Open pkoutsogiannis opened 7 months ago
We are using Fulcrum 1.9.7 (Release https://github.com/cculianu/Fulcrum/commit/f27fc28fa25f950bb4ada4361e05972fe183dd0c) We encountered the following issue 2 times in the past month:
Fulcrum 1.9.7 has only been out for ~1 week. There was indeed a hang bug back in version 1.9.4 or so.
I see from the log this hang happened today -- but were you for sure on 1.9.7?
The first occurrence was with 1.9.6 last month and this is why we upgraded to 1.9.7
The log is from today.
Darn. Ok.. I will investigate. I added some optimizations to make mempool synch much faster but they had a bunch of bugs. I thought I squashed them all but apparently maybe not. Will investigate.
In the meantime you could just go back to Fulcrum 1.9.3 I guess or.. hang in there.
We are now running fulcrum with -d so that we can catch any helpful information for you.

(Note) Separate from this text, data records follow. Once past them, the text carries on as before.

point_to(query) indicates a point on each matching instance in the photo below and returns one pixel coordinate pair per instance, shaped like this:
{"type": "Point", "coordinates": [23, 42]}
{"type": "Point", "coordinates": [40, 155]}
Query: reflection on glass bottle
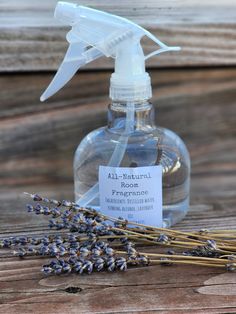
{"type": "Point", "coordinates": [147, 145]}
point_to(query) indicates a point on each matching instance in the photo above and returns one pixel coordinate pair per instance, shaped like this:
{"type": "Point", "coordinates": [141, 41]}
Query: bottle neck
{"type": "Point", "coordinates": [131, 116]}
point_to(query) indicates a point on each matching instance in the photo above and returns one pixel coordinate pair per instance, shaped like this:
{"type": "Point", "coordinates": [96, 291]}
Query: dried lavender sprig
{"type": "Point", "coordinates": [119, 222]}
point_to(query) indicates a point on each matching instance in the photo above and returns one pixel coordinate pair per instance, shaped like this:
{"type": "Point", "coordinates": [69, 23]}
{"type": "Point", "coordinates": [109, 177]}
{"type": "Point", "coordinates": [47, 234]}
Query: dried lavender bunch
{"type": "Point", "coordinates": [96, 242]}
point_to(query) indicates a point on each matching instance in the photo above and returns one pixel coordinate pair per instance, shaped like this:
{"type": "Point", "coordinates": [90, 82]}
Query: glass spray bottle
{"type": "Point", "coordinates": [131, 167]}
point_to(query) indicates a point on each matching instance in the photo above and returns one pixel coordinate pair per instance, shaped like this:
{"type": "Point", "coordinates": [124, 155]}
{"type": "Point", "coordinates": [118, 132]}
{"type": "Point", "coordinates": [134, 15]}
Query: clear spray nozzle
{"type": "Point", "coordinates": [95, 34]}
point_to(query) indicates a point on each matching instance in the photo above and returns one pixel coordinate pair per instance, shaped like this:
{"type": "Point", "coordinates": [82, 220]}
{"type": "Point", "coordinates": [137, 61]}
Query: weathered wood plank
{"type": "Point", "coordinates": [37, 140]}
{"type": "Point", "coordinates": [162, 289]}
{"type": "Point", "coordinates": [30, 39]}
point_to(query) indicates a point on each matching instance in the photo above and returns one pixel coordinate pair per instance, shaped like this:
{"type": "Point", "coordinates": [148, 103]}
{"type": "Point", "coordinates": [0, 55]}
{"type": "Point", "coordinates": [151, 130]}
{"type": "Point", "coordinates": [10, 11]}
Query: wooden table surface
{"type": "Point", "coordinates": [175, 289]}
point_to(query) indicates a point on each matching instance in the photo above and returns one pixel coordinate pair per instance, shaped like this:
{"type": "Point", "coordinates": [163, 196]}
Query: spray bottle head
{"type": "Point", "coordinates": [95, 34]}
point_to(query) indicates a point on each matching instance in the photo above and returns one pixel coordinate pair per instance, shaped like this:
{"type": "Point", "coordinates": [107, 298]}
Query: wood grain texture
{"type": "Point", "coordinates": [23, 289]}
{"type": "Point", "coordinates": [37, 140]}
{"type": "Point", "coordinates": [30, 39]}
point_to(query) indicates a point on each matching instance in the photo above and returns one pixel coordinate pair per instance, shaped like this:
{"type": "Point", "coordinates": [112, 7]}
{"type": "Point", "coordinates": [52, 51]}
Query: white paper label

We are now running fulcrum with -d so that we can catch any helpful information for you.
Yes, this is extremely helpful. Thank you.
I forgot to mention that we are using the windows binary on windows server 2016.
Keep up the good work.
I forgot to mention that we are using the windows binary on windows server 2016.
Keep up the good work.
Ahhh! That is helpful information! Thank you., I pray this is a windows-specific problem (but it may not be).
Question: Were you running Fulcrum previous to 1.9.4 (1.9.3, etc) for any extended periods and if so did you ever noticed this problem then?
It started after upgrading from 1.9.3 to 1.9.6
We had 1.9.3 running for an extended period indeed without this issue.
We had 1.9.3 running for at least a month on the windows 2016 machine.
We also have an 1.9.7 instance running on a windows 11 machine and is still error free. We had also a 1.9.6 running there without issues as well. The only difference is the windows version and that we have fast-sync=4098 and db_max_open_files=500 set.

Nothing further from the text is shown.